Она ткнула пальцем в одно из слов заключения. В одно из слов, намеренно или нет похороненных среди множества других.
Бовуар склонился над листом, разглядывая это слово, словно обследуя крохотное тело.
«Петехии»[110].
Он посмотрел на Лакост, которая тоже наклонилась, чтобы разглядеть это слово. Потом они оба взглянули на Гамаша. Но ему не было нужды читать это слово. Он видел его предыдущим вечером.
Именно поэтому он и отправил доктору Харрис документы без всяких комментариев. Чтобы выслушать ее непредвзятое мнение. Узнать, увидит ли она то, что увидел он.
Петехии.
Крохотные красные точки на лице девочки. Похожие на веснушки. Только то были не веснушки. Детективы отдела по расследованию убийств знали, что это признаки удушения.
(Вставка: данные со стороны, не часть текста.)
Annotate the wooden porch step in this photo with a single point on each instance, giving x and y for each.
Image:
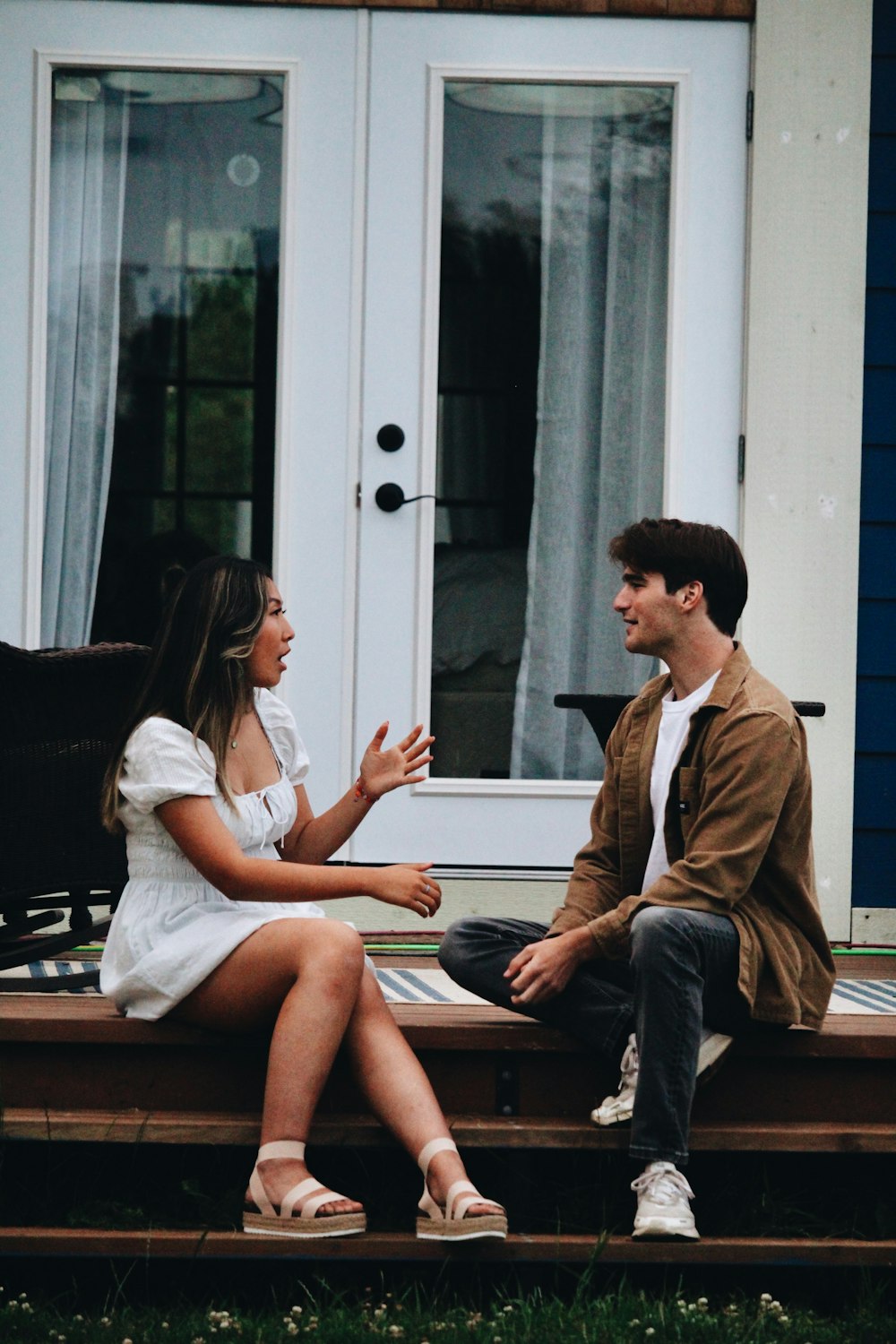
(73, 1067)
(500, 1132)
(159, 1244)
– Она подавилась бутербродом с арахисовым маслом, – сказал Жан Ги. – Это и есть причина ее смерти. Тут так и сказано. Кровотечение вызвано именно этим. А не…
Он чувствовал, как холодеют его руки и ноги, словно он все время находился на тонком льду. И теперь лед треснул.
Он пытался взять себя в руки. Создать впечатление, что все в порядке.
Ça va bien aller.
Но его одолевала мысль о том, что если такое могло случиться с Полом Робинсоном, любящим отцом, то это может случиться с… кем угодно.
– Состояние ребенка к тому времени сильно ухудшилось, – сказала доктор Харрис, внимательно глядя на Бовуара. – Она ела только перетертую пищу. Ни один родитель в здравом уме не дал бы ей бутерброд с арахисовым маслом.
– Может, это сделала сиделка! – Бовуар резко возвысил голос, хотя сердце его упало. – Кто-то, не знавший особенностей девочки.
– В заключении написано, что при этом присутствовал только ее отец, – произнесла доктор Харрис.
Арман перевел взгляд с нее на Бовуара. Он знал, как проявляет себя страх. Не раз видел, как действует страх на молодых агентов. Да и на опытных детективов, когда те готовятся к особенно опасной операции.
Теперь такой страх он видел в своем зяте. И знал, откуда берется этот страх.
– Мне кажется, отец Марии задушил ее, возможно подушкой, а бутерброд засунул ей в горло уже после смерти, – сказала коронер.